Ovaltine

It was a Friday, after work, for people who’d been to work – though this was Lidl so perhaps not everyone had. This kind of thought makes me feel like an elitist snob, but I’m pretty sure a lot of people in Waitrose don’t go to work either.

I’d gone to pick up essentials like loo roll, but if I’m honest I’d chosen Lidl over the other supermarkets for the £1.99 chocolate truffles.

As I reached for some mixed spice (for tasty, warming, porridge) I heard a middle-aged man sighing loudly near me. I glanced at him out of the corner of my eye. He was dressed in a shabby brown coat and had the look of someone who might enjoy a drink or two (what did I say about being an elitist snob?). He was standing in the hot drinks aisle and was swearing under his breath.

I watched him wheel his trolley over to where a bored young worker was half-heartedly unpacking a cardboard box.

“Have you got any Ovaltine?” he said, loudly, rudely.

The young man stopped and pointed towards the hot drinks aisle.

“I know where it normally is, it’s not there!”

The young man muttered something about it being on the shelf, and to the old chap’s credit he wheeled back over to the teas and coffees to scour the rows of produce for Ovaltine again.

But it wasn’t there, and there wasn’t any more swearing under his breath.
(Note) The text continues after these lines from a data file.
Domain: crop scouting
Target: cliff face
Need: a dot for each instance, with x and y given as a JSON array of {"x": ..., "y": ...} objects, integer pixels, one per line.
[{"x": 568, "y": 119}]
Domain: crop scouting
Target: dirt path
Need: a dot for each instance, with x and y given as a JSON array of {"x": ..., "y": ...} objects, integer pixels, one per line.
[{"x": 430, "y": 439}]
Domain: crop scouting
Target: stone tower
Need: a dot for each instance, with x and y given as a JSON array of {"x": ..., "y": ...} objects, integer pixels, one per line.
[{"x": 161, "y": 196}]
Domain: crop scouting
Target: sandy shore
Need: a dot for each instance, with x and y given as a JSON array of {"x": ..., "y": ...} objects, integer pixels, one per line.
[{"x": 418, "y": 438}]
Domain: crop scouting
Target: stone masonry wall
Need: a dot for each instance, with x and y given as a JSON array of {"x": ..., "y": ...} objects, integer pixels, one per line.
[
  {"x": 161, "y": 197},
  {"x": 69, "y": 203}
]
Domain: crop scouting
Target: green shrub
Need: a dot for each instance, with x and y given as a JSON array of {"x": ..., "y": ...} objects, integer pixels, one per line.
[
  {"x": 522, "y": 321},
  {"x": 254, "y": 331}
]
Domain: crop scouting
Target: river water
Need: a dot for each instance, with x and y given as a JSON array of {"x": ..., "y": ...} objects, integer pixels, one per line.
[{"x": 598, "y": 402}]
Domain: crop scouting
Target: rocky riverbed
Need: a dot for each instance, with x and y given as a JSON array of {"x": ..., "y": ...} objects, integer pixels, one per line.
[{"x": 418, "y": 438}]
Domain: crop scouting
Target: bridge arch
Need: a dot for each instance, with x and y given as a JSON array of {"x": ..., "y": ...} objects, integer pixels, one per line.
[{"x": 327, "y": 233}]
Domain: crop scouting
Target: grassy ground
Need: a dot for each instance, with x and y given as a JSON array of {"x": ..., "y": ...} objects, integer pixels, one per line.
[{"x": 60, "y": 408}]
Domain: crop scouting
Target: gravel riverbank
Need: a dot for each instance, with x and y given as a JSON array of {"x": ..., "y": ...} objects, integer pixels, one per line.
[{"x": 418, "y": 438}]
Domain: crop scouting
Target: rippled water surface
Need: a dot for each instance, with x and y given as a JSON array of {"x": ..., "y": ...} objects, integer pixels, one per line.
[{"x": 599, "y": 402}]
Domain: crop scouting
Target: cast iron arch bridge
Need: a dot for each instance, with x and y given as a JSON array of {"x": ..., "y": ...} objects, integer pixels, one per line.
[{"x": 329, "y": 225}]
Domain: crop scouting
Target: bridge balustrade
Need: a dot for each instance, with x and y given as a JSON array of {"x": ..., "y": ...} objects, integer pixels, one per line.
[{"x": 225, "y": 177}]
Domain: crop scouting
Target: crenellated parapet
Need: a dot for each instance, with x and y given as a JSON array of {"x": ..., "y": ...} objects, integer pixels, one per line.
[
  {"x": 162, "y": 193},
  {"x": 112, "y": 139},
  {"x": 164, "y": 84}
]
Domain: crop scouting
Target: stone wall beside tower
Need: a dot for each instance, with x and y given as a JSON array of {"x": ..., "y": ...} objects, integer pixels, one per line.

Oh no – we could all hear it. The man was incensed. He looked for the young chap but he was nowhere to be seen. His eyes settled on another young chap in a Lidl uniform, standing over in the bakery section. Like a missile, he homed in on him.

“OVALTINE! Do you have any Ovaltine? It’s not on the shelf!”

This young guy stopped what he was doing and thought for a second. His face lit up. He knew where it was. He told the man to follow him.

There was a hushed silence in the store as my fellow shoppers and I waited to see whether the great Ovaltine reunion would take place. A minute passed.

“I said OVALTINE!! Not AUBERGINE!”

I heard someone in the cheese section start laughing.

“Are you DEAF?! What is wrong with you? I asked for Ovaltine! Not a bloody aubergine! Go and look out the back for Ovaltine!”

The young chap scuttled off, and we all knew that he would not be looking for Ovaltine and that he would not be back.

Our hot drink fanatic paced about the store for a while, swearing. Bloody aubergine this, bloody Ovaltine that. Eventually he abandoned his shop and left, without his precious Ovaltine.